Pour cette 22e édition de la Coupe du monde de football, le Qatar, pays hôte, a mis non sans difficultés les petits plats dans les grands. Cet événement planétaire a-t-il uniquement un objectif économique pour le petit émirat gazier ou bien le ballon rond est-il une réelle passion dans le pays ?

De notre envoyée spéciale au Qatar,

« Bienvenue la Fifa, bienvenue au Qatar ! On t'aime, ô toi notre pays le Qatar ! » En chœur, de jeunes enfants arborant des drapeaux aux couleurs de tous les pays participant au Mondial chantent en anglais et en arabe, à tue-tête, sur de petites embarcations qui naviguent sur l'une des rivières artificielles du nouveau quartier Qanat, au nord de Doha. Il fait plus de 36 degrés, le taux d’humidité est supérieur à 60% mais rien ne les arrête.
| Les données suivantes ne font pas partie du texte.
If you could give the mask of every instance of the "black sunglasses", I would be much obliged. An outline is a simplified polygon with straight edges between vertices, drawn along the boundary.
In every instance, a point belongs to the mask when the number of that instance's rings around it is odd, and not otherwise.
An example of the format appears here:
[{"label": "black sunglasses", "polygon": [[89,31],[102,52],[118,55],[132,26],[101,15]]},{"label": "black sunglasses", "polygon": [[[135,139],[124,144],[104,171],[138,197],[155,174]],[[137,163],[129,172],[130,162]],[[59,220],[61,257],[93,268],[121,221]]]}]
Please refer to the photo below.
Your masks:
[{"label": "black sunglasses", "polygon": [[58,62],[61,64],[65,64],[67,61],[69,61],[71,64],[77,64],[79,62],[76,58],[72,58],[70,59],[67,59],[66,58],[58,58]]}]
À part ces jeunes qui tentent de boucler une vidéo pour le jour J, il n'y a d'ailleurs pas un chat dans les rues de la capitale, hormis, comme chaque jour, les travailleurs migrants du BTP.

Dans ces conditions climatiques, on ne peut que se poser la question : comment faire du sport à l’extérieur, et en l’occurrence du foot en plein cœur du désert ? Est-ce que le ballon rond est ancré dans la culture qatarienne au même titre que les courses de dromadaires ou est-ce juste une opportunité ?

« Il y a une passion pour le football au Qatar », affirme sans ambages Raphaël Le Magoariec, doctorant au sein de l’équipe Monde arabe et Méditerranée (EMAM) de l’université de Tours et chercheur en politiques sportives des pays du Conseil de coopération du Golfe. Une culture et une passion certes plus récentes que dans d’autres pays, mais qui ont tout de même un passif.